Also the integral procedure defined at the top isn't a function, it's an operator. It returns functions as results, not values.
The expression of the integral operator as a function in code is contrary to that with how people usually think about functions and code.
The only language I know that properly manages to represent integrals as code is Wolfram Mathematica by using rich rewrite systems.
That is Integrate(f,a,b) is not code but a data structure to be interpreted by an external (and customizable) integration context that defines numerical types, algorithms, lazyness, etc.
From the links I know of Wolfram Mathematica and lisp this could well be what you meant, but it is quite different from giving a single integration algorithm.
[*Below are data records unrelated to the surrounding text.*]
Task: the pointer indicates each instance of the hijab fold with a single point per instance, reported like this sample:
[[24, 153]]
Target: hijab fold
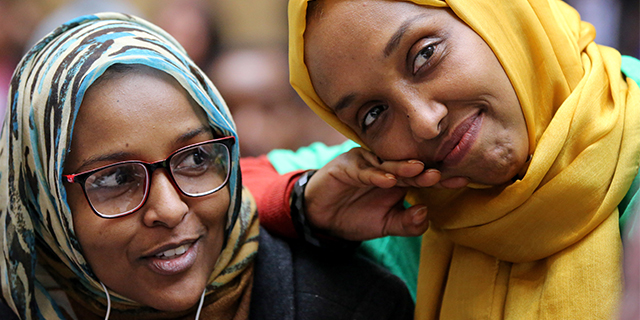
[[46, 91], [546, 246]]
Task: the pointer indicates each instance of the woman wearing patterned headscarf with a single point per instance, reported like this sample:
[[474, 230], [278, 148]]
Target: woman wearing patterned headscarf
[[93, 229], [527, 126]]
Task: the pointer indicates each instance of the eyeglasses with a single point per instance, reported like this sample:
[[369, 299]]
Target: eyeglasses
[[122, 188]]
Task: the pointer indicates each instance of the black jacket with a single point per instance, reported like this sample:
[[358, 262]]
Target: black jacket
[[294, 281]]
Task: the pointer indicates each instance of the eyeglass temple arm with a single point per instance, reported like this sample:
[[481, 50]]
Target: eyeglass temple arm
[[71, 178]]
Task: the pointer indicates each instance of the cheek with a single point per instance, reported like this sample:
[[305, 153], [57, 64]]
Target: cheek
[[212, 210]]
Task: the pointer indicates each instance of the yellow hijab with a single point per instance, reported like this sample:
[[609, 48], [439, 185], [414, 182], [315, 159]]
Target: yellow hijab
[[548, 245]]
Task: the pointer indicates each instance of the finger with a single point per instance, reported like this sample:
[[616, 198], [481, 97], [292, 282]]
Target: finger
[[427, 178], [455, 182], [403, 168], [409, 222], [359, 176]]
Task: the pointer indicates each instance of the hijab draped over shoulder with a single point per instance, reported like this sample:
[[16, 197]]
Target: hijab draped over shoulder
[[46, 91], [546, 246]]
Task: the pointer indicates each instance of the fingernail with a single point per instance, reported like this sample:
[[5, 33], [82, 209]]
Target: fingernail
[[420, 215]]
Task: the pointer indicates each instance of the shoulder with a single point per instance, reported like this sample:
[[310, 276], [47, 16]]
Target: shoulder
[[318, 284]]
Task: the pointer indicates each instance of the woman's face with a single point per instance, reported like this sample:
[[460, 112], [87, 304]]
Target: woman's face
[[415, 82], [146, 116]]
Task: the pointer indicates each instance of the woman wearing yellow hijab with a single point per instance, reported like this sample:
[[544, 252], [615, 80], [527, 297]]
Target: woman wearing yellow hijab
[[531, 126]]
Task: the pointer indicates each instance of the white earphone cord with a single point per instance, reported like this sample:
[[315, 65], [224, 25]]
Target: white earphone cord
[[106, 317]]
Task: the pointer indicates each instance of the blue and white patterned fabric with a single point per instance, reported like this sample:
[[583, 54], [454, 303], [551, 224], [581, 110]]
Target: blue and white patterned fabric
[[46, 91]]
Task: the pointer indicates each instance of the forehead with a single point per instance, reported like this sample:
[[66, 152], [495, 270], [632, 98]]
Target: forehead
[[358, 35], [136, 107]]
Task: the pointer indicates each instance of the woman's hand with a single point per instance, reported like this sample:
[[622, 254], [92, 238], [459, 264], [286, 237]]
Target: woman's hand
[[358, 197]]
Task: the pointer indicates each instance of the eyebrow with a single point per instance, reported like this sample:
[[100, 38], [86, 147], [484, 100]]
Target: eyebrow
[[193, 133], [122, 156], [344, 102], [395, 39]]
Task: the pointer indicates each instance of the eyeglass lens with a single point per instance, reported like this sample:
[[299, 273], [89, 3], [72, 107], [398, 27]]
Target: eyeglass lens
[[197, 171]]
Proof assistants do something similar btw, they also encode mathematical expressions as (often recursive) data types and then prove things about those definitions.
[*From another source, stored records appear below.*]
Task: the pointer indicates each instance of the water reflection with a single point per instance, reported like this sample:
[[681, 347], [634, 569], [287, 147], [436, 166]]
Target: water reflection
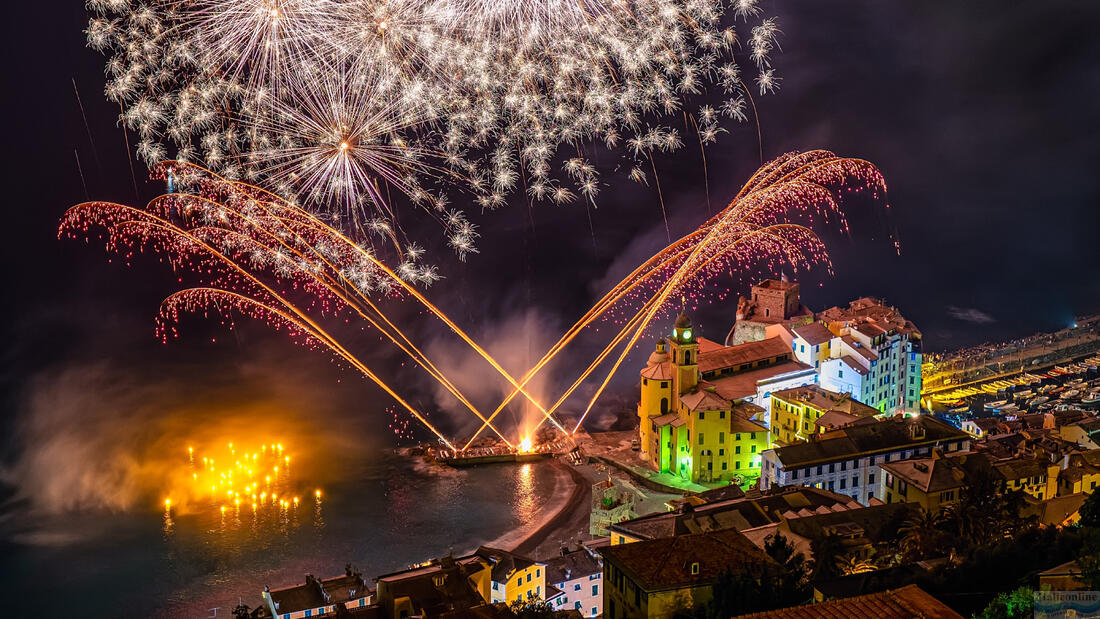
[[526, 503]]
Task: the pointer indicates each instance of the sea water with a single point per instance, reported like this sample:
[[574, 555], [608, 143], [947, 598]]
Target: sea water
[[384, 517]]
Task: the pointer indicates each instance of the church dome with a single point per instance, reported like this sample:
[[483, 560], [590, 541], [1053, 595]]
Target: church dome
[[682, 321]]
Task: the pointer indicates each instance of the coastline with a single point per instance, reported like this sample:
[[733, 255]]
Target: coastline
[[568, 501]]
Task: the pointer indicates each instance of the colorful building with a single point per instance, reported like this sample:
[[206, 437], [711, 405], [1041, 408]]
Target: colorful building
[[696, 417], [659, 577], [435, 587], [875, 355], [578, 575], [798, 412], [318, 597], [514, 577]]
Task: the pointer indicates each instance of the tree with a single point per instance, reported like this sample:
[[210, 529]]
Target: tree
[[1090, 511], [530, 610], [849, 565], [922, 534], [1018, 604], [827, 551]]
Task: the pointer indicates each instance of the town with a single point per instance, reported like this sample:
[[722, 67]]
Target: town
[[803, 464]]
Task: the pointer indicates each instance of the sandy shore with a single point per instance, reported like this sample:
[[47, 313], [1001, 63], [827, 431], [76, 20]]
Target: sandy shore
[[570, 498]]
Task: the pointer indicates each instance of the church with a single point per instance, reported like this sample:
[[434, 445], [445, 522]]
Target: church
[[703, 406]]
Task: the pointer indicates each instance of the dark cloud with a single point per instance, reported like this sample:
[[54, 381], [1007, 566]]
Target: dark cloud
[[970, 314]]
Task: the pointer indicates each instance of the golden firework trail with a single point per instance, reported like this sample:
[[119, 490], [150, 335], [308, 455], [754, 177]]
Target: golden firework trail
[[264, 257]]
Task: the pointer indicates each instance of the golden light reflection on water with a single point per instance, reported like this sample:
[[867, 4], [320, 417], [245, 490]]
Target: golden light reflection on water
[[243, 487], [526, 500]]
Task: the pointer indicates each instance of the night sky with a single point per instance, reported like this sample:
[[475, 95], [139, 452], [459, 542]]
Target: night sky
[[982, 117]]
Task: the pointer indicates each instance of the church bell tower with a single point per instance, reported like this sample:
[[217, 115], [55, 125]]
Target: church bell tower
[[684, 353]]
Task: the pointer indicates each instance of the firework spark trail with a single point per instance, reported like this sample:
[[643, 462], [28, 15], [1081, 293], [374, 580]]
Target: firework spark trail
[[132, 225], [266, 90], [124, 222], [233, 233], [811, 173]]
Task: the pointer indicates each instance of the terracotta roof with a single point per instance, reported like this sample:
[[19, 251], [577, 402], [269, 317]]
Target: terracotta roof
[[575, 564], [814, 333], [883, 435], [707, 345], [669, 418], [930, 475], [738, 512], [504, 563], [667, 563], [855, 365], [317, 593], [744, 384], [660, 371], [906, 603], [741, 354], [777, 285], [859, 349], [825, 400], [1056, 510], [704, 399]]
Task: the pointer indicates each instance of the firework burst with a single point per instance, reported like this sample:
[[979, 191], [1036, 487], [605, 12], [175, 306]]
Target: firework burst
[[343, 103], [263, 257]]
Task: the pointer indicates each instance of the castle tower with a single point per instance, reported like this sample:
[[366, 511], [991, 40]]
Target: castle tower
[[683, 351]]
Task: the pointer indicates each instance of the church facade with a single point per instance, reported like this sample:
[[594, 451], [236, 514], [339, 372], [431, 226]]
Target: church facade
[[696, 417]]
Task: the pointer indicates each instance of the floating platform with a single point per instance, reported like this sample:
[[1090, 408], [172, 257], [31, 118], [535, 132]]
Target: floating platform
[[495, 459]]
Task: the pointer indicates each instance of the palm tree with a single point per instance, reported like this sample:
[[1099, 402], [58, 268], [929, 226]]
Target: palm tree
[[922, 534], [853, 564]]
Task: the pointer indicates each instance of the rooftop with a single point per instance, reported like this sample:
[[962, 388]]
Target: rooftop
[[737, 512], [814, 333], [906, 603], [855, 441], [575, 564], [692, 560], [744, 384], [825, 400], [743, 354]]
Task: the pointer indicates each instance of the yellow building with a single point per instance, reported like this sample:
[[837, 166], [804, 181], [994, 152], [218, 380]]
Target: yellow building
[[514, 577], [1081, 473], [798, 412], [451, 583], [660, 577], [695, 418]]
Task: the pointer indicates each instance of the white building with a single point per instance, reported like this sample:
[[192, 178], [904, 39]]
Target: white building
[[578, 576], [846, 461]]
edit: to be fair though, the LISP implementation proposed to use the Risch algorithm, which actually does give you symbolic antiderivatives. So that wouldn't be a valid critique of the implementation. There more salient points are a) that the Risch algorithm only works for a certain class of functions (those that have an elementary antiderivative) and b) that by not separating the definition of an integral from its evaluation, you're not able to manipulate it directly as an expression or to evaluate it via different methods (e.g. symbolic vs. numerical methods).
Just think about inputting $complicatedIntegral - $complicatedIntegral. This is clearly zero, but if your integral is "just a function", you're not able to see that and will spend an unreasonable amount of time computing it (twice, even), or worse, will fail to produce a result.
I was mostly referring to this. Mathematica is simply my only experience with this kind of approach.